Strong, effective policies on equalities issues also help public organisations to compete for staff – counter-balancing companies’ ability to pay higher salaries. Many IT companies’ workforces and leadership cadres are dominated by white men, making them unattractive employers for ambitious female or ethnic minority digital professionals. It’s notable that “there are a lot more women and people of colour in senior positions in government” than in the private sector, commented one departmental CIO.

Many would be amply qualified for more highly-paid private sector roles, but find themselves excluded by bias in appointments processes – so government “gets diversity – but at the cost of continuing to build the pay gap between women and minorities, and white men,” the CIO concluded. “It’s an interesting trade-off.”

3/ Establish a digital academy serving civil servants in every profession

When in 2013 I became Director General of Business Transformation at the UK’s Department for Work and Pensions, I soon realised that I faced a major task in explaining my agenda. It was obvious that I would not be able to make rapid progress on transformation until the senior leadership team and service owners understood both the potential of digital technologies, and how working practices and organisational processes would have to adapt around their requirements.

My solution was the Digital Academy, which trained 5000 staff across the UK over the following three years – 80% of them not digital practitioners, but senior leaders and other professionals who need to understand digital technologies and techniques. The Academy ran courses, for example, on ‘Agile’ project management for policymakers, operational staff and service managers. I found that once about 10% of the whole workforce had a good grounding in digital technologies, a tipping point was passed and resistance to new ways of working diminished. This in turn permitted a gentler use of hard levers such as spend controls by the digital centre, shifting towards a more collaborative approach that itself won the agenda more support among departmental leaders.

When I moved to the Cabinet Office to lead the Government Digital Service in 2016, the Academy followed me – though with an altered remit: its new goals were to develop the digital, data and technology workforce, and to retrain civil servants from other professions to swell its ranks. Since then, thousands more civil servants have undertaken courses, and the model has been followed by other public bodies: an NHS Digital Academy and Scottish Digital Academy have now been established, among others. Work to improve understanding of digital among senior leaders remains at the heart of the UK’s agenda: the government has promised to upskill 90% of senior civil servants in digital and data by 2025, and is developing a Digital Excellence Programme for senior leaders.

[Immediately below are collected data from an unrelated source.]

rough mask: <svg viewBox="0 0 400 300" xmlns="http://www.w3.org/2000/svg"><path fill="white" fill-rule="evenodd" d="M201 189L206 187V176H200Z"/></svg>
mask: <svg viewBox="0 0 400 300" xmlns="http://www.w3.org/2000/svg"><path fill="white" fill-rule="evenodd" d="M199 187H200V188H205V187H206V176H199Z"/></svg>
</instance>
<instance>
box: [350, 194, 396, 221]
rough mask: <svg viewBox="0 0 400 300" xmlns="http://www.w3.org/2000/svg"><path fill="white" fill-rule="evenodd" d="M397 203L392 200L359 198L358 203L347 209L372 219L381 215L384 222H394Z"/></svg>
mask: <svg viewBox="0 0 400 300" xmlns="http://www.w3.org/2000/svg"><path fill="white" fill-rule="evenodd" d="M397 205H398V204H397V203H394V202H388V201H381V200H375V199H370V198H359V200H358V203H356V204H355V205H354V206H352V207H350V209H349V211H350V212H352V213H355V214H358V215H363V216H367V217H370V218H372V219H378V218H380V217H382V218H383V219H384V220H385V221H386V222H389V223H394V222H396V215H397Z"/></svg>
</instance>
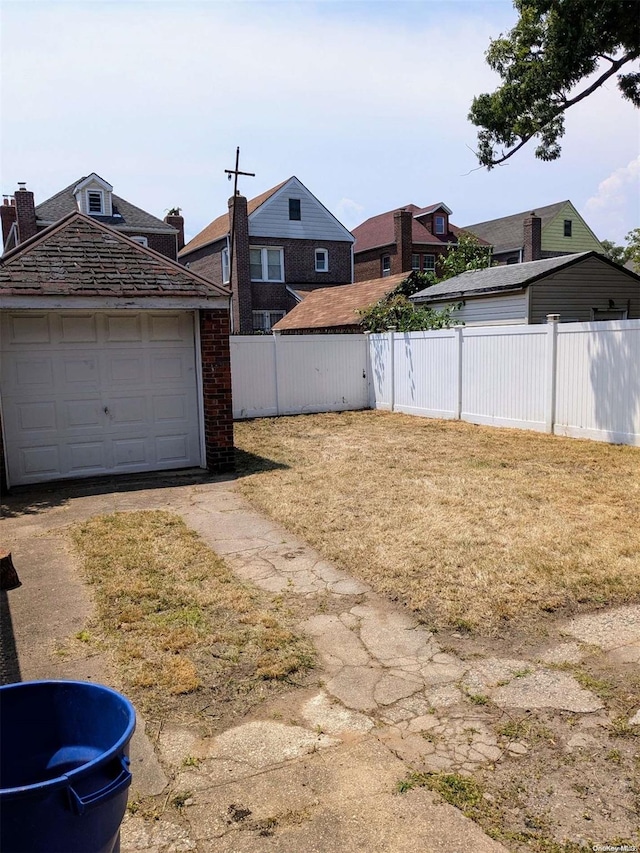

Academies can play an immensely valuable role in improving skills – both for digital professionals and, equally importantly, among others whose engagement and support is critical to effective transformation. As one senior official commented at the 2022 Government Digital Summit: “There is no technology problem that is not actually a business problem, so it’s imperative that we get the subject matter experts who deliver services to understand how to think differently about what they want from IT professionals.”